Do great Progressive Indie Artists think alike? Ben Craven is at least midway through his ironically titled Last Chance to Hear. I say the title is ironic, because Craven has been releasing tracks through his own TuneLeak site, which of course means that we have the first chance to hear the album as it develops. While each new song is available to stream for free, every purchase counts toward the price of the completed album. It's the digital equivalent of "Buy every 7" single, get the 12" free." As far as I know (please, tell me I'm wrong!), that's not a thing, but TuneLeak is a definite, and definitely wonderful, thing. Last Chance to Hear continues Craven's previous work in the genre of "Cinematic, Progressive Rock," but now with 75% more instrumentals, and 100% more Rockabilly. While each track provides a satisfying experience on its own, several of the currently available tracks belong to multi-part suites. Thus, each TuneLeak serves both to calm and to provoke impatience for the finished album. I can't wait, but I am waiting--pins, needles, and all.

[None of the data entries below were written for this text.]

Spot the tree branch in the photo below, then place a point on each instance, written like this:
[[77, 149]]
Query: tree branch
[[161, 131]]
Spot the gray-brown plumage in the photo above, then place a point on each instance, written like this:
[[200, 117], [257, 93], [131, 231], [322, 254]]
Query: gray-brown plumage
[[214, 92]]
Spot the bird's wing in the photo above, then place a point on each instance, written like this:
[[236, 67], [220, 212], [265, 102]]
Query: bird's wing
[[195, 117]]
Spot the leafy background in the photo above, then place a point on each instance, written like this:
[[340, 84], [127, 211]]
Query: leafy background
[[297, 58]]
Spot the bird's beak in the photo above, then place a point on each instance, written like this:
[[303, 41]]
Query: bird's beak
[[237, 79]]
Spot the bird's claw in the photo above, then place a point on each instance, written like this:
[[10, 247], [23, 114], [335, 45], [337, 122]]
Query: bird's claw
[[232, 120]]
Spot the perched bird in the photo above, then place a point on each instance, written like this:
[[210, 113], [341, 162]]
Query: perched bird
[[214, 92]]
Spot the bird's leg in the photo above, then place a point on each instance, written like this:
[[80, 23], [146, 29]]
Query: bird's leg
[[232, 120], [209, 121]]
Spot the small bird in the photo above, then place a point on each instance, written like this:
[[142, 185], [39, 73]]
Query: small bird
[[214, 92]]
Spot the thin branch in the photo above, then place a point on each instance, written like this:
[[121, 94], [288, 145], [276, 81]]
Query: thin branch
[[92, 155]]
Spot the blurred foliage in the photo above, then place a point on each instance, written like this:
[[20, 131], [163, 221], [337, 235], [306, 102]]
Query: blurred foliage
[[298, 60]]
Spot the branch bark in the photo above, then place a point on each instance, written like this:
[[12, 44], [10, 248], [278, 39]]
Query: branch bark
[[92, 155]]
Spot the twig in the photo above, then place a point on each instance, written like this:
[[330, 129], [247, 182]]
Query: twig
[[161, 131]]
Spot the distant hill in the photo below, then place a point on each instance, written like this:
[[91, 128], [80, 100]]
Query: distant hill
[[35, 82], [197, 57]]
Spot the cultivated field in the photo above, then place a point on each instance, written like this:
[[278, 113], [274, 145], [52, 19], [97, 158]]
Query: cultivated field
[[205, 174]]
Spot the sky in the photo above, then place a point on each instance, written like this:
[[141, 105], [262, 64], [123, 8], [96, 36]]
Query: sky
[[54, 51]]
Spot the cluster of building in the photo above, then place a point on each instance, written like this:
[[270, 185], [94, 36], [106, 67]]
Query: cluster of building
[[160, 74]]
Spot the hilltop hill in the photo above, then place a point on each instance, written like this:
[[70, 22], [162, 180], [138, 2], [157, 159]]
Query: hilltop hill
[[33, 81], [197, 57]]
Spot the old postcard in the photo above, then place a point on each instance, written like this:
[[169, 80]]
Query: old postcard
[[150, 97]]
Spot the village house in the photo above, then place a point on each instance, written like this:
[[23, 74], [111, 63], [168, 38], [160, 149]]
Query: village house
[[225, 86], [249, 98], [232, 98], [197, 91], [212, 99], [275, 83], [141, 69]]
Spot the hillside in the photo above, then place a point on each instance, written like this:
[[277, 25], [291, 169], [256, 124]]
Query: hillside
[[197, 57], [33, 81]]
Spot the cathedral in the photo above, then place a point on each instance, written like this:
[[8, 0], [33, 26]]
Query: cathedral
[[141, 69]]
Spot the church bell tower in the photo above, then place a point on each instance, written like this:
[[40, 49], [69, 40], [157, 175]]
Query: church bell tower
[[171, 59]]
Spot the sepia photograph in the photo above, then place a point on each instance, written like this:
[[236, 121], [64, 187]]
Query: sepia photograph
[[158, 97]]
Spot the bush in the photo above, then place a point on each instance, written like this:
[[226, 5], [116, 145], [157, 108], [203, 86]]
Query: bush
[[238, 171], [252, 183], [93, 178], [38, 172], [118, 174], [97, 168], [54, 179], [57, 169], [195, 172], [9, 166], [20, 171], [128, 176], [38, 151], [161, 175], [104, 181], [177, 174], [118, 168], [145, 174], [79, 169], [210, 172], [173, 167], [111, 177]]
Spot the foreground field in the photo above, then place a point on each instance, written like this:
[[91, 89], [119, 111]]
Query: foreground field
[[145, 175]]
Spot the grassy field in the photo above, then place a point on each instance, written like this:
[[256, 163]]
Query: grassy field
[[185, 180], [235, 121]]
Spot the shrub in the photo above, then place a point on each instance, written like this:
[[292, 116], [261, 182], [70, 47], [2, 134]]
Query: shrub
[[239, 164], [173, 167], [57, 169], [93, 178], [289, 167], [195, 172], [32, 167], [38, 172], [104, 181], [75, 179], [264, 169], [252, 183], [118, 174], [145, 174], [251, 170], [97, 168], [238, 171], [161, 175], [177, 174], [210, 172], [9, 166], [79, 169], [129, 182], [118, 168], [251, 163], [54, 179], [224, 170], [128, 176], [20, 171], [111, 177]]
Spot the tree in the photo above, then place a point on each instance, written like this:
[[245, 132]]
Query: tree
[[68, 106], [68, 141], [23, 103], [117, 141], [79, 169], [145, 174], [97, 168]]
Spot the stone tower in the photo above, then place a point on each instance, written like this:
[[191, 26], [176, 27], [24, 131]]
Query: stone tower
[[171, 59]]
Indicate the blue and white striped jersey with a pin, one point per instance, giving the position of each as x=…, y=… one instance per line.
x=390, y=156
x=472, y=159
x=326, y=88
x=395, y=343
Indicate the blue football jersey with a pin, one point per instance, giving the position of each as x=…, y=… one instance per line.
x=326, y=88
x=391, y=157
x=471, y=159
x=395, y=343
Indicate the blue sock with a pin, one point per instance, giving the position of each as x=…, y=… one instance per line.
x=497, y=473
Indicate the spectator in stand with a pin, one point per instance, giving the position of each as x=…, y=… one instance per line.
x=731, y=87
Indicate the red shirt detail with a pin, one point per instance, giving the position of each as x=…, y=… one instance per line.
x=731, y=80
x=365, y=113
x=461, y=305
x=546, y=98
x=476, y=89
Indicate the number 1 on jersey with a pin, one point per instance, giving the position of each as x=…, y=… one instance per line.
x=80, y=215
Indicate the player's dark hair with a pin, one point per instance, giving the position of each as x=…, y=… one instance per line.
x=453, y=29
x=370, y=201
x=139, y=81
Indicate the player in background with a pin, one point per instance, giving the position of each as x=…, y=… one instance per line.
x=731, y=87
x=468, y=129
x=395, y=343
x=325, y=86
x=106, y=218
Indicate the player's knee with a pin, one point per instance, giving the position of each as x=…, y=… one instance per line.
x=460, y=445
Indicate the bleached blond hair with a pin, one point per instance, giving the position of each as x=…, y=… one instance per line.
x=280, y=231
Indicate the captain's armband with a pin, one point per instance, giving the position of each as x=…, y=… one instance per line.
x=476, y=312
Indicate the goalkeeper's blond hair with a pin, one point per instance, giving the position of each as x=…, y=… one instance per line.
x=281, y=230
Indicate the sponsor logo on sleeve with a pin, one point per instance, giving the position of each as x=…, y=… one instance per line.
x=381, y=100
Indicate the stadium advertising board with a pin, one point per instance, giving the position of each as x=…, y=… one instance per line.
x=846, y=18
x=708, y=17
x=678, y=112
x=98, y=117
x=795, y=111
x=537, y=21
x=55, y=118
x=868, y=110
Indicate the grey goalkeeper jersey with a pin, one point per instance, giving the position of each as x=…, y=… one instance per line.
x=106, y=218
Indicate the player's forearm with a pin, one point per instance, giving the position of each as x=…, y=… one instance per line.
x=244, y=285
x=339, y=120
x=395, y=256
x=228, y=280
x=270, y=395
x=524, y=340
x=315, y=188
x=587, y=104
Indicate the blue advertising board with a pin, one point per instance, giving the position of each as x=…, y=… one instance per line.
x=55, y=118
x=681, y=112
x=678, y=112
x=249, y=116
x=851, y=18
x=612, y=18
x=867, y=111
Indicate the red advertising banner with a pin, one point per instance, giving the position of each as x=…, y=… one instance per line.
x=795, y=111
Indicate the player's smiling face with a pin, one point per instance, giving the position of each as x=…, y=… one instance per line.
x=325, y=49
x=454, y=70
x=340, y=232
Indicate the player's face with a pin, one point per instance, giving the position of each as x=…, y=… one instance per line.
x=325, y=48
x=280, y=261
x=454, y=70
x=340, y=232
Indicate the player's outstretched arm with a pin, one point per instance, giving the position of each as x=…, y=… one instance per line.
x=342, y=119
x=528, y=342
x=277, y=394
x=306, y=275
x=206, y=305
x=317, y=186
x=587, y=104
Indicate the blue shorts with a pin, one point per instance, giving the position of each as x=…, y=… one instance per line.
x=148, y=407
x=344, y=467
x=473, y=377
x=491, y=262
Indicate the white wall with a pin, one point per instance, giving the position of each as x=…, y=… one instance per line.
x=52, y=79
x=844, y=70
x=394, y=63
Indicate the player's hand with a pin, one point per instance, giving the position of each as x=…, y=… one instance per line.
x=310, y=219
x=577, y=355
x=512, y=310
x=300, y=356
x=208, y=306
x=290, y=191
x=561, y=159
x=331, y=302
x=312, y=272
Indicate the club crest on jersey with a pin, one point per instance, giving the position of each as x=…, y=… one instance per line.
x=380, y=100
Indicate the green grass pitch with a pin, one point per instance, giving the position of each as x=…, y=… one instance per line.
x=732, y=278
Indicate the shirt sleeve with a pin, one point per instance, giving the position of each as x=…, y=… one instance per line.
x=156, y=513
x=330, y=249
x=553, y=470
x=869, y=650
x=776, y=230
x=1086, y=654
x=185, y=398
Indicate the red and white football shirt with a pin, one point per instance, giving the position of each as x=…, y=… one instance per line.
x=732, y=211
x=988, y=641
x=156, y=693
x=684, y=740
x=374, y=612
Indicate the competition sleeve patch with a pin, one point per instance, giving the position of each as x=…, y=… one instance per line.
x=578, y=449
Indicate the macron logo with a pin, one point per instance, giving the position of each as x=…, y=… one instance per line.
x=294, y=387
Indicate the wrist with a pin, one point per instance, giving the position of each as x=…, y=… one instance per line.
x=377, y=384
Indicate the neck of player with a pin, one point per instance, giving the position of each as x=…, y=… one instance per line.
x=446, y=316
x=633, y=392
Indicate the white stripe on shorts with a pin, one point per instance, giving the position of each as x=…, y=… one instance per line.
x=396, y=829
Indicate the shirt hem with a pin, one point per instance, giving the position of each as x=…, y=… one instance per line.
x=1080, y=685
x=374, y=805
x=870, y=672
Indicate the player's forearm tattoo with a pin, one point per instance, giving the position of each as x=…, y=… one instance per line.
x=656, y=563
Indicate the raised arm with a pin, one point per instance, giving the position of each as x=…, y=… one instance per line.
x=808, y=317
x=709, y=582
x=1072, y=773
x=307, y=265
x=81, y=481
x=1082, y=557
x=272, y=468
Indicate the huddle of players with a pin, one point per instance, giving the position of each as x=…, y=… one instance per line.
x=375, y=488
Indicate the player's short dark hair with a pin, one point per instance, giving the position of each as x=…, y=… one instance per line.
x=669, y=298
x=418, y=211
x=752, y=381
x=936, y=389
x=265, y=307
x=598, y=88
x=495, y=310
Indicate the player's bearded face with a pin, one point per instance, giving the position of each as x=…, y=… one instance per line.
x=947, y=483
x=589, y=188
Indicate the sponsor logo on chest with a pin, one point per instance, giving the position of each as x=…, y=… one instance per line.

I'm intrigued by the music Dunphy and Craven are releasing, I'm also intrigued by their chosen methods of release, which hearken back to a format generations old, while arriving as something ahead of the curve(ball). Long ago, the album was just that--as the photo album consisted of individual photographs collected together, the musical album consisted of (usually) previously released 78rpm records collected together. Test Test Test and Last Chance to Hear go back, before the birth of the album as we've known it, to inspire the creation of the album as we will come to know it. Each song will arrive on its own, and thus will have to stand on its own (goodbye filler!), yet each individual release provides a glimpse of the greater whole, whose full cohesion remains to be experienced at the end of the process. And hopefully, that full cohesion will arrive in vinyl form. Regardless, it will arrive bit by bit, not all at once, just as we experience most things in life.

So, the album's not dead. It's actually more life-like than ever before. That's good news for those of us who love the album; good news for artist and audience alike.